In another example, the officials said machine-learning systems were being trained to check whether laboratory parameters in diagnostic reports genuinely supported procedures such as dialysis. If creatinine levels did not match medical guidelines for dialysis treatment, claims could be flagged automatically.
Data analytics
Data analytics was also helping authorities identify unusual treatment patterns across States. The officials said systems could detect suspicious trends where multiple beneficiaries from one region travelled to a particular hospital in another State for the same treatment shortly after obtaining Ayushman cards.
“Individually these cases may not appear suspicious, but when data is analysed collectively, patterns emerge,” Ms. Yadav said.
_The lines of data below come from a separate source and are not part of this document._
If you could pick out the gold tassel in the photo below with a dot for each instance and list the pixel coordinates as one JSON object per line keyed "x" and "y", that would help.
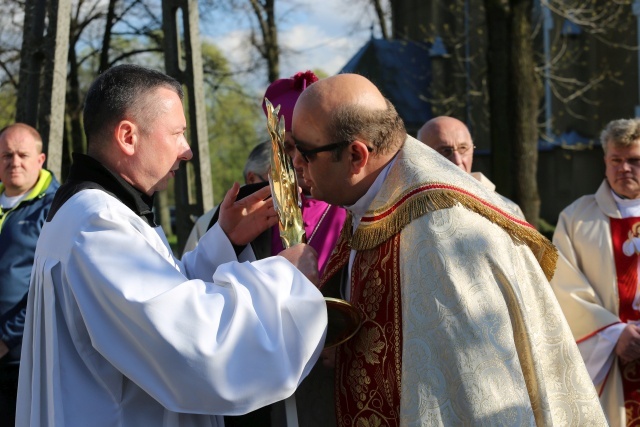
{"x": 370, "y": 235}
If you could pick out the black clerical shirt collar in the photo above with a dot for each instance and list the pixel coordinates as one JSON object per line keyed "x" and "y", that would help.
{"x": 88, "y": 173}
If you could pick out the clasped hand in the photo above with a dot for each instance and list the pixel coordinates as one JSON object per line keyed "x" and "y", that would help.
{"x": 245, "y": 219}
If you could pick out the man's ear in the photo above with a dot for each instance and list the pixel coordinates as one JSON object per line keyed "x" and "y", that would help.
{"x": 359, "y": 156}
{"x": 126, "y": 135}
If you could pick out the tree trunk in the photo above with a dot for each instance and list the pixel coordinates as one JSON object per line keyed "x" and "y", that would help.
{"x": 381, "y": 19}
{"x": 525, "y": 100}
{"x": 500, "y": 112}
{"x": 74, "y": 100}
{"x": 106, "y": 39}
{"x": 269, "y": 49}
{"x": 514, "y": 99}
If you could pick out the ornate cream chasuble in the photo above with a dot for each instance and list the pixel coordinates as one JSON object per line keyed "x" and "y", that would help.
{"x": 461, "y": 325}
{"x": 625, "y": 238}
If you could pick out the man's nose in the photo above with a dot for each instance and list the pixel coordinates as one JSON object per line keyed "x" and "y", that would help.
{"x": 187, "y": 154}
{"x": 298, "y": 161}
{"x": 456, "y": 158}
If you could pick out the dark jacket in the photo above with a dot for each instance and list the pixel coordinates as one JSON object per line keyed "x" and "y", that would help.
{"x": 19, "y": 231}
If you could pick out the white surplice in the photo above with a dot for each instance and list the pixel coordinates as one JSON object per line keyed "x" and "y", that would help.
{"x": 120, "y": 333}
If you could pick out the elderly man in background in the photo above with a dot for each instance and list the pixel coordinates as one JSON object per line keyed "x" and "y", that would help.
{"x": 256, "y": 171}
{"x": 451, "y": 138}
{"x": 26, "y": 192}
{"x": 597, "y": 277}
{"x": 118, "y": 331}
{"x": 460, "y": 325}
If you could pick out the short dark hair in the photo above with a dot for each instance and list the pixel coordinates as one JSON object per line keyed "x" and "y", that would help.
{"x": 122, "y": 91}
{"x": 384, "y": 129}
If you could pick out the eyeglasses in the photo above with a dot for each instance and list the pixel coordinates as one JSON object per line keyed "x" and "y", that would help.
{"x": 448, "y": 151}
{"x": 309, "y": 155}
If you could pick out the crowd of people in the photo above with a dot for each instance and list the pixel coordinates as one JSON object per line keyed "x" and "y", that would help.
{"x": 469, "y": 316}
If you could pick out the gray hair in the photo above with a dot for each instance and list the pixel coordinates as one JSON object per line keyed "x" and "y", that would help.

The AI systems are also being used to identify irregularities in chemotherapy cycles, where hospitals allegedly bill for treatment sessions at medically impossible intervals.
“Healthcare fraud detection requires a careful balance, since overly rigid automated systems can also affect genuine patients. Health cannot function entirely on fixed rules because there are always exceptional cases,” she added.